‘Disruptive Innovation – Precision Medicine Meets Drug Discovery’ was one of 20 top research capabilities from the UNSW precinct selected for display at a Technology Showcase.
The one-day 2016 UNSW Innovation Summit and Showcase explores the cultural, economic and political factors that influence Australia’s innovation culture for global competitive advantage. Speakers represent a who’s who of innovation leadership in government, academia and business.

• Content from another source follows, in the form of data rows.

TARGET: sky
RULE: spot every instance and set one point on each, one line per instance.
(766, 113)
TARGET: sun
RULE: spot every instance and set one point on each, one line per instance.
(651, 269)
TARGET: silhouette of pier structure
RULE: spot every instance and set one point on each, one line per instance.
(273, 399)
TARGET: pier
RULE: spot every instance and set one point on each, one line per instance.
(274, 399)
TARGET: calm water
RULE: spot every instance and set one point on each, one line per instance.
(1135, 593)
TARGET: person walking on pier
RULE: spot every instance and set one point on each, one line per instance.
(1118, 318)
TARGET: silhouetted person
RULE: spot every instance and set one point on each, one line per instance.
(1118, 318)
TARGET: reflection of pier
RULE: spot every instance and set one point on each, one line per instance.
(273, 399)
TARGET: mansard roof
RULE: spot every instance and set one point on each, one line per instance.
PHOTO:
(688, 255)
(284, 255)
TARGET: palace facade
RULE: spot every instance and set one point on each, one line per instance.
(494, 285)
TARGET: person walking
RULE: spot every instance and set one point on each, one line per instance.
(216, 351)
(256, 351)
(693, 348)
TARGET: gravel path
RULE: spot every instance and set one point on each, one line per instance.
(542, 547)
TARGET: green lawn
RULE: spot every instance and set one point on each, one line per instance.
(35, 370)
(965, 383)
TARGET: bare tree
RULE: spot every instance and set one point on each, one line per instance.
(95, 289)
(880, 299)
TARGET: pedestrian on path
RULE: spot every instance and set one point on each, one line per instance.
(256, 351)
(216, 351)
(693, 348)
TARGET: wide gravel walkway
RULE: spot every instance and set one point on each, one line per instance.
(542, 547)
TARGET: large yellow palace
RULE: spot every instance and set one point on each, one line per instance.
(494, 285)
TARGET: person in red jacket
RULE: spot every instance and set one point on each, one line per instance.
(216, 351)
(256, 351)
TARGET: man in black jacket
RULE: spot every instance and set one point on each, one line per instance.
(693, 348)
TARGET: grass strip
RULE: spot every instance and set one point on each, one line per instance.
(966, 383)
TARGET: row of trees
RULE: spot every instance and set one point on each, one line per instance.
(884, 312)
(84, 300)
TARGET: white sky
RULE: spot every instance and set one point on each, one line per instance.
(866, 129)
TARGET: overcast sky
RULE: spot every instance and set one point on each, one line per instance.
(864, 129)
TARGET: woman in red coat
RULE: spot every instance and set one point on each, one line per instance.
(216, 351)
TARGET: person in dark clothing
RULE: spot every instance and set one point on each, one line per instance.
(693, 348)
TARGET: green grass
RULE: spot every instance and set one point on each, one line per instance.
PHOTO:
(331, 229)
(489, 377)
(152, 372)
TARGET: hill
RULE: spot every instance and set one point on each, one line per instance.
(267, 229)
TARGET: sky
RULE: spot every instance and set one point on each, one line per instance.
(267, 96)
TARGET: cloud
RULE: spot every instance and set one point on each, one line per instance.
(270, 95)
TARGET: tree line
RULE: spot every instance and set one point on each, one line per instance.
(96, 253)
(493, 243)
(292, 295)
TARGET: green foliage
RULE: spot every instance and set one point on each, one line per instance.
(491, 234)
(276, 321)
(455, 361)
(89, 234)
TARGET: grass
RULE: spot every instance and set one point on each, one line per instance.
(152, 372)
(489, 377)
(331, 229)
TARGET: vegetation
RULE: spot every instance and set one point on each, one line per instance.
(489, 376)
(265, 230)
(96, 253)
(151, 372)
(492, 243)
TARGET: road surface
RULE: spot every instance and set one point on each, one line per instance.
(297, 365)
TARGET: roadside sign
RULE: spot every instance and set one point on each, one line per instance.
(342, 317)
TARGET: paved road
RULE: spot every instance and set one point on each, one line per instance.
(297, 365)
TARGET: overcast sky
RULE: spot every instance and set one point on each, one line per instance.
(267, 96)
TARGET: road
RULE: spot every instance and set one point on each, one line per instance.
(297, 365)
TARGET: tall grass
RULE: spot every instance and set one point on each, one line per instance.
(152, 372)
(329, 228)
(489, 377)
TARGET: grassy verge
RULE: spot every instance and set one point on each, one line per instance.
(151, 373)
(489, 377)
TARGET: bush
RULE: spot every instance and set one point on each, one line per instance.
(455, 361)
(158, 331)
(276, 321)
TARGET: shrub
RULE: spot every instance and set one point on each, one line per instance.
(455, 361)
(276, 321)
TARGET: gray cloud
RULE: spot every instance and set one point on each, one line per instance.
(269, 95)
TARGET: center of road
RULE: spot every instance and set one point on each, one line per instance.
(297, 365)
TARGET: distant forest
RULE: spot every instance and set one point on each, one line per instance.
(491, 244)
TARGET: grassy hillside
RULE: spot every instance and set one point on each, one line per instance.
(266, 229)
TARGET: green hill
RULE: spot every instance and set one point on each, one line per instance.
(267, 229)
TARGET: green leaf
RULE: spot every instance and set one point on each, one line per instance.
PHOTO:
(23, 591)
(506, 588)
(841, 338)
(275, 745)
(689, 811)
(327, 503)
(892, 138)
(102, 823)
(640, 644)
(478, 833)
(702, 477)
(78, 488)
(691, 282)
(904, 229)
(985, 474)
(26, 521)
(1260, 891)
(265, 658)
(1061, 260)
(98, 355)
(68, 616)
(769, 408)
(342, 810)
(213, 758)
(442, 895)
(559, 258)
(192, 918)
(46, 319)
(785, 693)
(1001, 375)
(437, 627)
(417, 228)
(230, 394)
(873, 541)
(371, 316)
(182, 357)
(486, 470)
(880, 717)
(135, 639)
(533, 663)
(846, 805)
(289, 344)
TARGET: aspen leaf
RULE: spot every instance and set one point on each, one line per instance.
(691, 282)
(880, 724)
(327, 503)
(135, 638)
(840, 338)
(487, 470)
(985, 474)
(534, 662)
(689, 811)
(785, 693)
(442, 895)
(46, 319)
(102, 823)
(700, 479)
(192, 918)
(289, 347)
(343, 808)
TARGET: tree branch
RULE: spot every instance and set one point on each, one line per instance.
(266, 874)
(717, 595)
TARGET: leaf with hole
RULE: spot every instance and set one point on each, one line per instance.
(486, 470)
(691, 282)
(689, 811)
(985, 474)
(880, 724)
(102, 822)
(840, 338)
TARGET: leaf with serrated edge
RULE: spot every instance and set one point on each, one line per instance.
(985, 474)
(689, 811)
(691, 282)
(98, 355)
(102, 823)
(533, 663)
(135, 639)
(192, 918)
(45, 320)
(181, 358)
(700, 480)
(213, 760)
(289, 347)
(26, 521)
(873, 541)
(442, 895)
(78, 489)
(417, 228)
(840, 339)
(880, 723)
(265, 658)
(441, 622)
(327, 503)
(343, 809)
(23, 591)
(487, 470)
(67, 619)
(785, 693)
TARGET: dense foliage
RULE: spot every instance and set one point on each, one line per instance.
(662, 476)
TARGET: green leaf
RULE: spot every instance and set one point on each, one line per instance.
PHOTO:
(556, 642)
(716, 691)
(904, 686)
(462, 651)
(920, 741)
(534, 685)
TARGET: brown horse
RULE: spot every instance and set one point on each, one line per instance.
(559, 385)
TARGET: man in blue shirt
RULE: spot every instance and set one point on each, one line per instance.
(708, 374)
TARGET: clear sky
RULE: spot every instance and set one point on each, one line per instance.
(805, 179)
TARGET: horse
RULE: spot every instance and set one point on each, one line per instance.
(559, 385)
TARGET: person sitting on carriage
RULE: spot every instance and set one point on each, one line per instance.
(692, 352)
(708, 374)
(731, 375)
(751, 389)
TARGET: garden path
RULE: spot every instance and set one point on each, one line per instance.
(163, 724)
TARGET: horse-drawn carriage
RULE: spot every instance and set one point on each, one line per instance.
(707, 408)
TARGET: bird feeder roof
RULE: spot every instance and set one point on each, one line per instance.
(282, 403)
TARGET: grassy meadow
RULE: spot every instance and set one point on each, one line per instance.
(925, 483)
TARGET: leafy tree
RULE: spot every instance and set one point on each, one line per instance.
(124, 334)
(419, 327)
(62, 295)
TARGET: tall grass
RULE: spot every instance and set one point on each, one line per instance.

Our Showcase display gives global industry and government leaders a glimpse of our molecular profiling and drug testing platforms and the chance to talk to our researchers. Interactive videos will demonstrate drug discovery and precision medicine technologies and show how they support research and diagnostics into tailored treatments for the most aggressive children’s cancers.
The central theme of our display is the Zero Childhood Cancer personalised medicine program led by Children’s Cancer Institute and Kids Cancer Centre at Sydney Children’s Hospital, Randwick. This visionary program is in pilot study phase and will be rolled out nationally in a clinical trial next year.
Zero Childhood Cancer draws on the capabilities of the ACRF Drug Discovery Centre at Children’s Cancer Institute. The Centre will have an increasingly important role carrying out in vitro drug sensitivity testing for the new program as it ramps up to a clinical trial. Managed by Dr Greg Arndt, the Drug Discovery Centre also offers a service to the medical research community and biotech industry for identifying new drugs.
Greg says he looks forward to showing delegates how advanced the Centre is in terms of expertise and infrastructure, and he welcomes the opportunity to discuss future collaborations. Sophisticated new instruments and software have been progressively added since the Drug Discovery Centre first opened its doors 8 years ago thanks to a grant from the Australian Cancer Research Foundation (ACRF). It remains one of only 2 high throughput drug screening centres in Australia, able to screen thousands of compounds in weeks instead of a year by manual methods.
“Representatives from pharma or biotech companies will be impressed by the infrastructure and know-how we have on hand.
Time is money when it comes to drug discovery. We significantly speed up small molecule screening and drug development.” he said.
Infrastructure and expertise
Key technologies in the Drug Discovery Centre include integrated liquid-handling robotic systems, fully automated high-content imaging and high capacity microtitre plate incubators.
Chemical compound libraries available include a library of 160,000 compounds for novel drug discovery, FDA-approved and known drug libraries, and boutique libraries such as kinase inhibitors and epigenetic modulators. All are stored in a dedicated, state-of-the-art facility.
The Centre, with its team of 8 staff, collaborates with Australian and overseas universities and research institutes, and is a key partner within CTx, the Cancer Therapeutics CRC. It provides the core drug screening facilities for adult and childhood drug discovery projects within the Cancer Therapeutics CRC pipeline and the core expertise for the establishment of an in vitro drug sensitivity testing platform for the Zero Childhood Cancer program. This innovative program was also discussed this week at the 5th Annual NHMRC Symposium on Research Translation in Melbourne by Personalised Medicine Manager, Vanesa Tyrrell.